Cancelled. My train, that is. Approximately two minutes before it is due. Not uncommon for this particular rail franchise and commuters mutter on the platform, wonder why they aren’t working from home, and replay time-worn mental maps of the network to plot alternative routes. Well, except for this would-be passenger.
A male false widow spider Steatoda nobilis, perhaps fallen off an earlier train, now on the platform where the service to Gatwick was supposed to arrive. I don’t think anyone’s noticed except me – which is just as well considering this species’ garish presentation in the press. All those headlines caused by this? Guilt by mistaken association; false widow evokes black widow. False widows can bite, but serious reactions are rare and they’re not really out to get us.
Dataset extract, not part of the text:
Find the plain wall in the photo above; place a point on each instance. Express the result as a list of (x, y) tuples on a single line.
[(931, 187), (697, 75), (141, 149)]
They came with bananas from the Canary Islands in the 1870s. Hitching a ride in food is common – I’ve found Caribbean woodlice in Tesco banana bags, and sometimes the genuinely dangerous Brazilian wandering spider also makes the journey. Coronavirus has shown how quickly humanity can transport viruses around the globe, but we are a passenger service for many, many other things, not always to our benefit or theirs.
False widows are really an urban species. Out in the wild, spiders have a different drama: dew and light.
And watch as the madness of summer is smoothed out by the first autumnal mists.